At least 10% of patients with negative prostatic biopsy results will be diagnosed with CaP on repeat biopsy. Despite differences in location and multifocality, pathological and biochemical features of cancers detected on initial and repeat biopsy are similar, suggesting similar biological behavior and thus advocating for a repeat prostate biopsy in case of a negative finding on initial biopsy. Cancers missed on initial biopsy and subsequently detected on repeat biopsy are located in a more apico-dorsal location. Repeat biopsies should thus be directed to this rather spared area in order to improve cancer detection rates.

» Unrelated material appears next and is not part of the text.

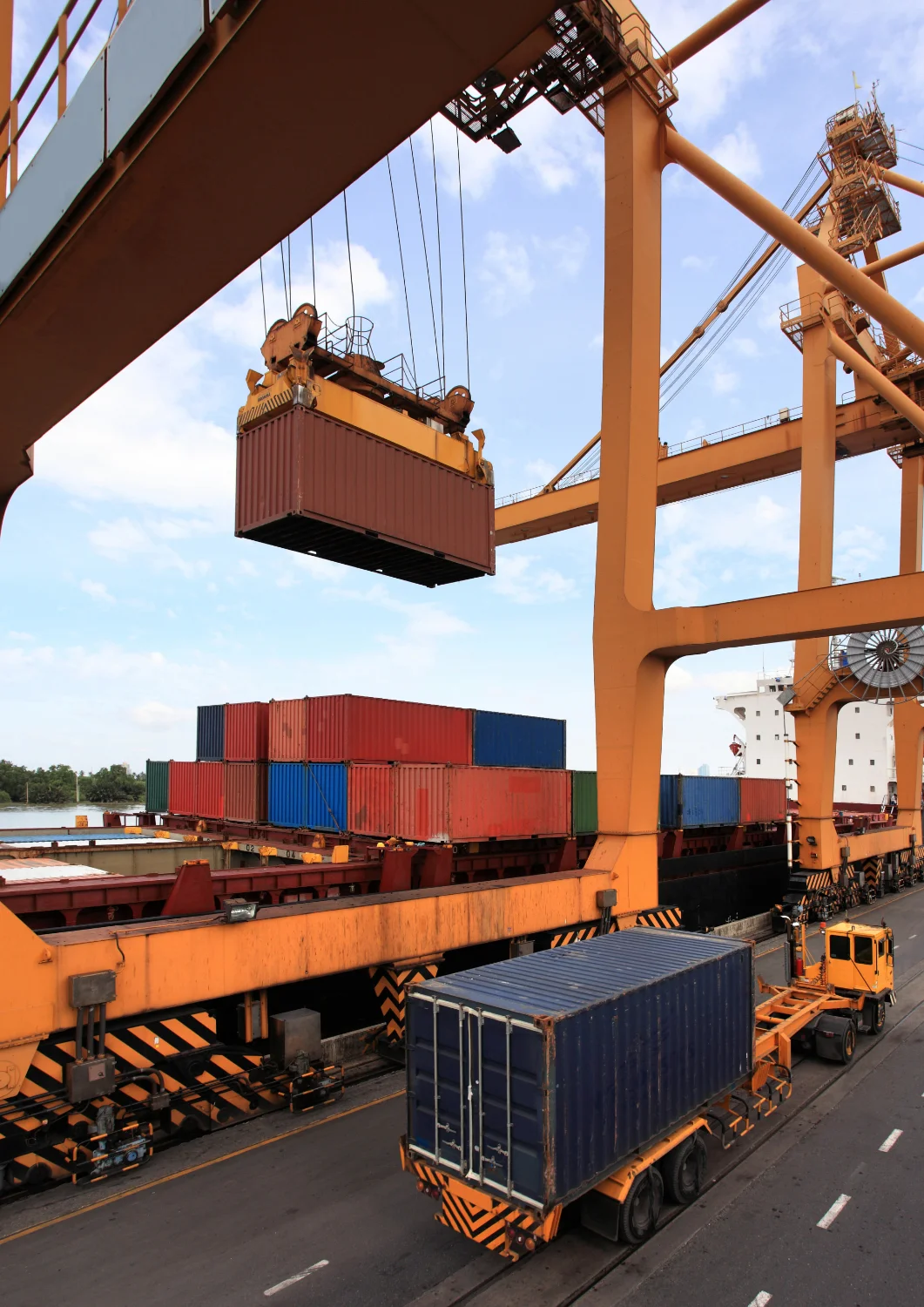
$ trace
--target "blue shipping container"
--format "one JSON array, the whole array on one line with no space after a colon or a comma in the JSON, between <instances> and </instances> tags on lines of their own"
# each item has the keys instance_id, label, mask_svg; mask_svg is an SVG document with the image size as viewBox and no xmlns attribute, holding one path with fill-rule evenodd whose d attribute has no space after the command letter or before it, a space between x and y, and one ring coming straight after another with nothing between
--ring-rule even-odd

我们评估了血清总前列腺特异性抗原(PSA)水平在4至10 ng/ml之间、初次活检诊断为良性前列腺组织的男性患者重复前列腺活检时检测到的前列腺癌的病理特征,并将其与初次前列腺活检时检测到的癌症进行比较。
在这项前瞻性欧洲前列腺癌检测研究中,1051名总PSA水平在4至10 ng/ml之间的男性接受了经直肠超声(TRUS)引导的六分区活检以及另外两次移行带活检。所有活检样本前列腺癌(CaP)阴性的受试者在6周后接受重复活检。那些临床局限性癌症患者接受了根治性前列腺切除术。比较了在初次或重复活检时诊断为癌症且临床器官局限疾病并同意接受根治性前列腺切除术的患者的病理和临床特征。

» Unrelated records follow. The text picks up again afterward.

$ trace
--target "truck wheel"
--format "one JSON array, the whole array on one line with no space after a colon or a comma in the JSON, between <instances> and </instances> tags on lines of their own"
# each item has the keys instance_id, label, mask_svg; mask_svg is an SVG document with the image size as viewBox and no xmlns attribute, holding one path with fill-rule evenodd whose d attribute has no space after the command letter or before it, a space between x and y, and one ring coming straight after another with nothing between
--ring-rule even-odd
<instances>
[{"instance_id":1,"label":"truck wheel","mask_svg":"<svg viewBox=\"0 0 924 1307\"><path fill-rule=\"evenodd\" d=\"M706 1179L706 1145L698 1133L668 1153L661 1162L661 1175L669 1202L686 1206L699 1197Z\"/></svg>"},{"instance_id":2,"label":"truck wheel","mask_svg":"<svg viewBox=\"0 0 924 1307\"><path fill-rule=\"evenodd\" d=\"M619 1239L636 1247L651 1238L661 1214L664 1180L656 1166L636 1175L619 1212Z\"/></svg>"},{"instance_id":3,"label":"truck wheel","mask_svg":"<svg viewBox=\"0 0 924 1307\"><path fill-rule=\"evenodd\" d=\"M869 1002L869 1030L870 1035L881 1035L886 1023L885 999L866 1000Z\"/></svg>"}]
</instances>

1051名入组受试者中,231名初次活检为阳性(CaP),820名初次活检为阴性(良性组织学)。在这820名受试者中,重复活检时10%(83/820)检测到CaP。在初次和重复活检时检测到的癌症中,分别有148/231(64%)和56/83(67.5%)为临床局限性疾病,并接受了根治性前列腺切除术。分别有10/148(6.7%)和3/56(5.3%)选择了放射治疗,因此,分别有138/148(93.3%)和53/56(94.7%)接受了耻骨后根治性前列腺切除术。在多灶性(P = 0.009)和癌症位置(P < 0.001)方面存在统计学显著差异,重复活检的癌症多灶性发生率较低且位于尖 - 背侧位置。相比之下,在分期(P = 0.2)、Gleason评分(P = 0.36)、Gleason 4/5级百分比(P = 0.1)、血清PSA(P = 0.62)和患者年龄(P = 0.517)方面没有差异。
至少10%前列腺活检结果为阴性的患者在重复活检时将被诊断为CaP。尽管在位置和多灶性方面存在差异,但初次和重复活检时检测到的癌症的病理和生化特征相似,提示生物学行为相似,因此主张在初次活检结果为阴性时进行重复前列腺活检。初次活检漏诊而随后在重复活检时检测到的癌症位于更靠尖 - 背侧的位置。因此,重复活检应针对这个相对未被累及的区域,以提高癌症检测率。